The University at Buffalo's decision Monday to eliminate four sports teams won't reduce the amount students pay to support Division I athletics at UB.
It could take three to four years to see the $2 million in savings anticipated from cutting baseball, men's soccer, women's rowing and men's swimming and diving, UB President Satish K. Tripathi told The Buffalo News.
He did not expect the remaining 16 UB sports team to generate enough revenue to cover their costs.
"It's not going to be really a moneymaker. There's always going to be a subsidy," Tripathi said.
UB in recent years has fielded an athletics program that's among the most heavily subsidized in the country, with upwards of 75 percent of the $32 million athletics budget coming from student fees and general university funds.
University officials have defended the subsidy as an investment in building a competitive athletics program that adds to the overall campus experience for all students and increases UB's exposure nationally. But amid surging college costs and soaring student debt, some students and faculty have questioned the growth in the university's athletic spending.
In addition to tuition and other fees, all undergraduate students were charged $551 in 2015-16 to support intercollegiate athletics at UB. Athletics is the second largest of eight separate fees that UB charges on top of tuition to all undergraduate students. Other fees include technology, health and transportation.
The athletics fee provided $8.7 million to the intercollegiate teams. The rest of the subsidy, about $15 million, came from general university funds. Any savings from cutting the four sports would be absorbed into the university budget, Tripathi said.
Many students think the amount the university pays for athletics isn't fair, especially compared with what it spends on recreation and intramural programs, said Gina Nasca, a senior from Williamsville.
Nasca, a mechanical engineering major, serves as vice president of the university's Student Association. The association is pushing university officials to provide a fairer distribution of funds for recreation, intramurals and club sports. Those programs attract thousands of student participants but receive a tiny fraction of what goes to intercollegiate athletics. In 2015-16, it was $726,310. At the same time, about 540 Division I student athletes were the primary beneficiaries of the $8.7 million in athletics fees.
"It definitely is still an issue that SA is trying to improve," Nasca said.
The cuts, she added, "amplified" the situation. Some students were stunned that the university did not trim expenses such as lodging football players in a hotel prior to home games, before lopping off low-profile, less-costly teams, such as baseball or soccer, Nasca said.
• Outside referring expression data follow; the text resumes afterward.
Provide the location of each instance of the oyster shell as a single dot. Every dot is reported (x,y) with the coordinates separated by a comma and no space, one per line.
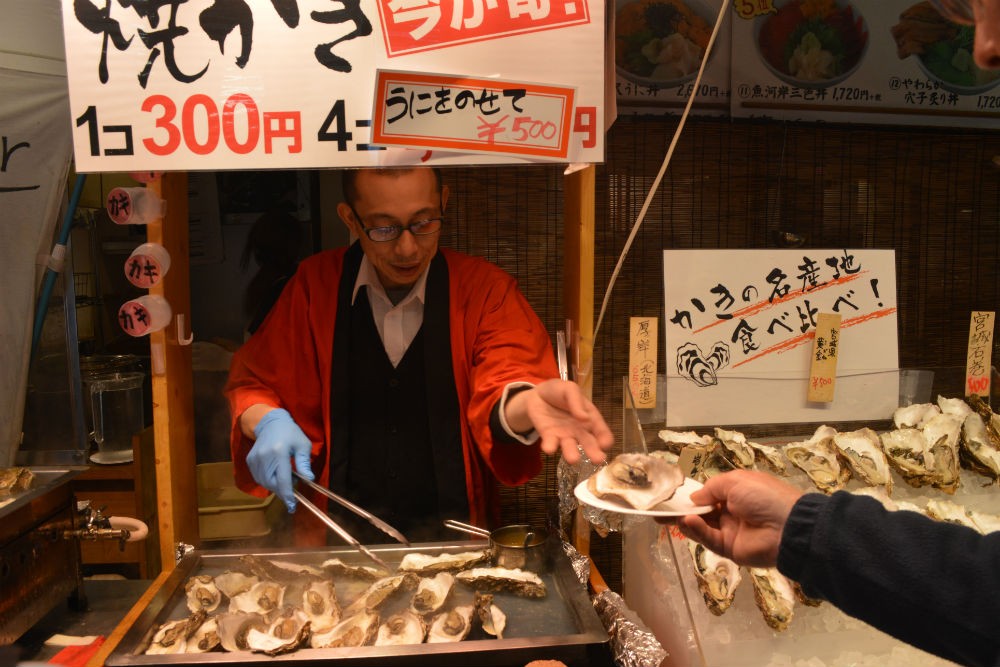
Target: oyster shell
(774,596)
(639,480)
(425,565)
(234,626)
(319,602)
(863,451)
(818,458)
(490,616)
(735,448)
(263,597)
(914,415)
(172,636)
(357,630)
(402,628)
(202,593)
(380,591)
(289,630)
(338,568)
(232,583)
(717,577)
(517,581)
(450,626)
(432,592)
Median athletics expenditures at 201 Division I public universities rose by nearly 30 percent between 2010 and 2014, according to an analysis by the Chronicle of Higher Education, which examined financial statements provided by the universities to the NCAA.
At UB, total athletic funding grew to $31.3 million in 2014 from $25.4 million in 2010 – an increase of 23 percent. Its subsidy of sports increased to $24 million from $19.8 million in those years.
The Chronicle also reported that many athletics officials said their universities no longer could afford to spend as much as they have in recent years.
"Something had to be done," Tripathi said. "We offer too many programs. It's the long-term sustainability of the programs."
Even with the cuts announced Monday, the costs of maintaining the remaining teams will continue to grow, and it's not clear how much revenue from ticket sales and television contracts will keep pace.
"What we want is quality as opposed to quantity. We could have 25 sports. But the question is, can we support those and still compete? he said.
Tripathi said he did not have a target in mind for how much the university should subsidize its intercollegiate athletics program.
No other teams are in danger of being cut, he said.
As a public flagship university, UB should continue to support a highly competitive Division I sports program, Tripathi added.
"It's really something that's part of higher education," he said.